Problem with Two Axis Systems

[hutchay]

I have a problem involving 2 axis systems for the same area.

I have the location of 2 points in both axes and the location of a third point in only 1 axis.

With the objective being to calculate the coordinates for the third point in the other axis.

The diagram (jpg attachment) I put together explains it much more clearly.

Been trying to get starting figuring I need to work out the angle between the axes and the difference in origin location, but it's been so long since I did any of this I'm getting stumped:

 

[hutchay]

because it's not just an excerise it's a solution to a problem I have.

 

[Ishuda]

I have a problem involving 2 axis systems for the same area.

I have the location of 2 points in both axes and the location of a third point in only 1 axis.

With the objective being to calculate the coordinates for the third point in the other axis.

The diagram (jpg attachment) I put together explains it much more clearly.

Been trying to get starting figuring I need to work out the angle between the axes and the difference in origin location, but it's been so long since I did any of this I'm getting stumped:

The standard 'translate and rotate' [or rotate and translate] can be written in matrix form as
[(u-u₀) (v-v₀)] = [(x-x₀) (y-y₀)] A
where A is a two by two matrix with row vectors [cos(\(\displaystyle \theta\)) -sin(\(\displaystyle \theta\))] and [sin(\(\displaystyle \theta\)) cos(\(\displaystyle \theta\))]

From your diagram, we can use
[x₀ y₀] = [A_GX A_GY]
and
[u₀ v₀] = [A_FX A_FY]


For convenience, let
a = u - u₀,
b = v - v₀,
c = x - x₀0,
and
d = y - y₀.
From your diagram we also have that if
[x y] = [B_GX B_GY]
then
[u v] = [B_FX B_FY]
or
a = c cos(\(\displaystyle \theta\)) + d sin(\(\displaystyle \theta\))
b = d cos(\(\displaystyle \theta\)) - c sin(\(\displaystyle \theta\))
I believe this is essentially what you have already done. To finish, multiply the first of these two last equations by c and the second by d, then add to get
a c + b d = (c² + d²) cos(\(\displaystyle \theta\))
or
\(\displaystyle cos(\theta) = \frac{a c + b d}{c^2 + d^2}\)
Simularly
\(\displaystyle sin(\theta) = \frac{a d - b c}{c^2 + d^2}\)

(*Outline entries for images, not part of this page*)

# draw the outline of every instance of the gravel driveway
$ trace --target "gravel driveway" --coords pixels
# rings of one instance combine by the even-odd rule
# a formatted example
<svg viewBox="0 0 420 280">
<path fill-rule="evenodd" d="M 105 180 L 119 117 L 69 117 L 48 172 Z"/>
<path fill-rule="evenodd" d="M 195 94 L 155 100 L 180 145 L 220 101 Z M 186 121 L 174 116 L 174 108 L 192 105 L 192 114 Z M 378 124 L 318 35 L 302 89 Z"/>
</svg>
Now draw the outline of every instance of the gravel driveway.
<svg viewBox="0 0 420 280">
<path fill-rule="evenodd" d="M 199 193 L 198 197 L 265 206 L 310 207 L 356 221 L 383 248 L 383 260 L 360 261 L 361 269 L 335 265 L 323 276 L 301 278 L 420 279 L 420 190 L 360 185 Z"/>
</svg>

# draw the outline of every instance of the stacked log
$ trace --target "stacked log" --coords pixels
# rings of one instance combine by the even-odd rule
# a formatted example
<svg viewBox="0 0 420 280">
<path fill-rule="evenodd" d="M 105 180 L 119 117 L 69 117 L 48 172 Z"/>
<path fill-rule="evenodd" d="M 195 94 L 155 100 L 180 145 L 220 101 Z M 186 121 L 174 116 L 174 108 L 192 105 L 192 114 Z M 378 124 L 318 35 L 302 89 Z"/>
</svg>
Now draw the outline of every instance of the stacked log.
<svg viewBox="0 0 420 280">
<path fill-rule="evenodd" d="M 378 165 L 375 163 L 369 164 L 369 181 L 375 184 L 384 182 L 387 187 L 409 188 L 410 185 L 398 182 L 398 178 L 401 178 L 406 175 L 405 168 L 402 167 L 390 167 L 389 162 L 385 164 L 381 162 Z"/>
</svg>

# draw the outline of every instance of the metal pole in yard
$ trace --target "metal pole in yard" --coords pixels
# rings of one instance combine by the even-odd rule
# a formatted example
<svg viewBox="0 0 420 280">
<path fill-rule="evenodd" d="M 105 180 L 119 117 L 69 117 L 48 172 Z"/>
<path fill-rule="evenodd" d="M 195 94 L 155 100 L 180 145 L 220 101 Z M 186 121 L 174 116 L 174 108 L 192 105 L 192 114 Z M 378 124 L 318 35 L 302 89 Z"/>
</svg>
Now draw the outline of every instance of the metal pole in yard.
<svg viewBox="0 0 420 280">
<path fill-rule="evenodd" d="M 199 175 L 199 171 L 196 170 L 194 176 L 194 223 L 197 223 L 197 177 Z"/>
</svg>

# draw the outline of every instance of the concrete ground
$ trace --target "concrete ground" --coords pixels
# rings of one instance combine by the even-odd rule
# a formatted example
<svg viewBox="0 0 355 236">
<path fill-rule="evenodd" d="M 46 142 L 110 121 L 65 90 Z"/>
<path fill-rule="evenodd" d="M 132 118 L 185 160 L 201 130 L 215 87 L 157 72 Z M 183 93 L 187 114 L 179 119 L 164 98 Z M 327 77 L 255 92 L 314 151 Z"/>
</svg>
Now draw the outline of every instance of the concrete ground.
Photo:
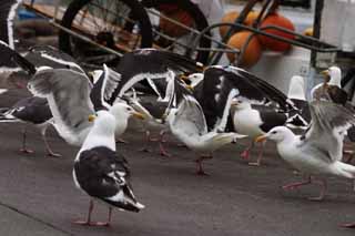
<svg viewBox="0 0 355 236">
<path fill-rule="evenodd" d="M 0 95 L 0 106 L 23 96 L 14 90 Z M 328 178 L 323 202 L 308 201 L 318 186 L 284 192 L 281 185 L 297 181 L 267 144 L 263 165 L 248 166 L 239 154 L 242 141 L 217 151 L 205 162 L 210 176 L 194 174 L 194 154 L 178 147 L 172 138 L 166 148 L 172 157 L 142 153 L 141 133 L 125 134 L 130 144 L 119 144 L 130 163 L 132 185 L 146 206 L 140 213 L 115 211 L 111 227 L 84 227 L 71 222 L 83 218 L 89 198 L 74 187 L 71 171 L 78 148 L 69 146 L 53 130 L 49 140 L 61 158 L 44 156 L 38 131 L 29 129 L 34 154 L 21 154 L 23 124 L 0 124 L 0 235 L 354 235 L 338 225 L 355 222 L 355 196 L 347 179 Z M 254 153 L 255 154 L 255 153 Z M 97 205 L 94 219 L 104 220 L 106 206 Z"/>
</svg>

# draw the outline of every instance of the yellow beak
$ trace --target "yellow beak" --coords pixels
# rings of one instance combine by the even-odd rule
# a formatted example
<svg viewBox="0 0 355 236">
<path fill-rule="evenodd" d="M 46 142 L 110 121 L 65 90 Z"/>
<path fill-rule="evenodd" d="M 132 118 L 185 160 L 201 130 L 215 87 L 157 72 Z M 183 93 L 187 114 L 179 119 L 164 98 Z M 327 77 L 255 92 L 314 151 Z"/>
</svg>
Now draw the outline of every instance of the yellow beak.
<svg viewBox="0 0 355 236">
<path fill-rule="evenodd" d="M 180 75 L 180 79 L 183 80 L 183 81 L 185 81 L 185 80 L 189 80 L 189 76 L 186 76 L 186 75 L 184 75 L 184 74 L 181 74 L 181 75 Z"/>
<path fill-rule="evenodd" d="M 132 115 L 133 115 L 134 117 L 140 119 L 140 120 L 144 120 L 144 119 L 145 119 L 145 115 L 142 114 L 142 113 L 140 113 L 140 112 L 133 112 Z"/>
<path fill-rule="evenodd" d="M 266 135 L 260 135 L 260 136 L 257 136 L 257 137 L 255 138 L 255 142 L 256 142 L 256 143 L 261 143 L 261 142 L 265 141 L 266 138 L 267 138 Z"/>
<path fill-rule="evenodd" d="M 97 117 L 95 115 L 89 115 L 88 121 L 93 122 L 95 120 L 95 117 Z"/>
<path fill-rule="evenodd" d="M 321 71 L 321 74 L 322 74 L 323 76 L 329 76 L 329 70 Z"/>
<path fill-rule="evenodd" d="M 193 86 L 191 86 L 190 84 L 185 84 L 185 86 L 187 90 L 191 90 L 191 91 L 193 90 Z"/>
</svg>

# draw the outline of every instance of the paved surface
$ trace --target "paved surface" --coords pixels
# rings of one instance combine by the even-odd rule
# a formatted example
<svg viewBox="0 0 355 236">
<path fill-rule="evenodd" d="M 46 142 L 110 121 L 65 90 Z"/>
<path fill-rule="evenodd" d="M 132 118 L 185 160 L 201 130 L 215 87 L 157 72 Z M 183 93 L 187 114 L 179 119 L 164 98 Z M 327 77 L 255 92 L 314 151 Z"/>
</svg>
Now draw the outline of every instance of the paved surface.
<svg viewBox="0 0 355 236">
<path fill-rule="evenodd" d="M 0 96 L 10 105 L 23 92 Z M 129 133 L 120 144 L 132 171 L 141 213 L 115 211 L 112 227 L 84 227 L 71 220 L 83 217 L 88 197 L 74 187 L 71 171 L 78 148 L 67 145 L 52 130 L 49 140 L 63 157 L 44 157 L 36 129 L 29 131 L 34 154 L 18 152 L 22 124 L 0 124 L 0 235 L 354 235 L 338 224 L 355 220 L 355 196 L 349 181 L 329 177 L 324 202 L 311 202 L 318 187 L 283 192 L 280 186 L 300 179 L 268 144 L 264 165 L 248 166 L 239 157 L 245 146 L 229 145 L 206 161 L 211 176 L 194 175 L 194 154 L 170 138 L 173 154 L 142 153 L 141 133 Z M 151 145 L 158 151 L 155 144 Z M 94 219 L 104 220 L 106 207 L 98 205 Z"/>
</svg>

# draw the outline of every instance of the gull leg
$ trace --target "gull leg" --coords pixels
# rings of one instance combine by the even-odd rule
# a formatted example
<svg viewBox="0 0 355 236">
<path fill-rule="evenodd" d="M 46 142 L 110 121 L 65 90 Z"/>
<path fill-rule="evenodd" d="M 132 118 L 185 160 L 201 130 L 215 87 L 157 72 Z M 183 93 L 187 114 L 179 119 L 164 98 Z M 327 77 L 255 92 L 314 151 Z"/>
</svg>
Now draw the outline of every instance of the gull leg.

Edit to add: Oh, and now just plug in
[x, y] = [C_GX C_GY]
and compute [u v] to obtain [C_FX C_FY]

 

[hutchay]

To finish, multiply the first of these two last equations by c and the second by d, then add to get
a c + b d = (c² + d²) cos(\(\displaystyle \theta\))

Thank you very much, I'd spent ages trying to find a way to manipulate those formula to give me theta.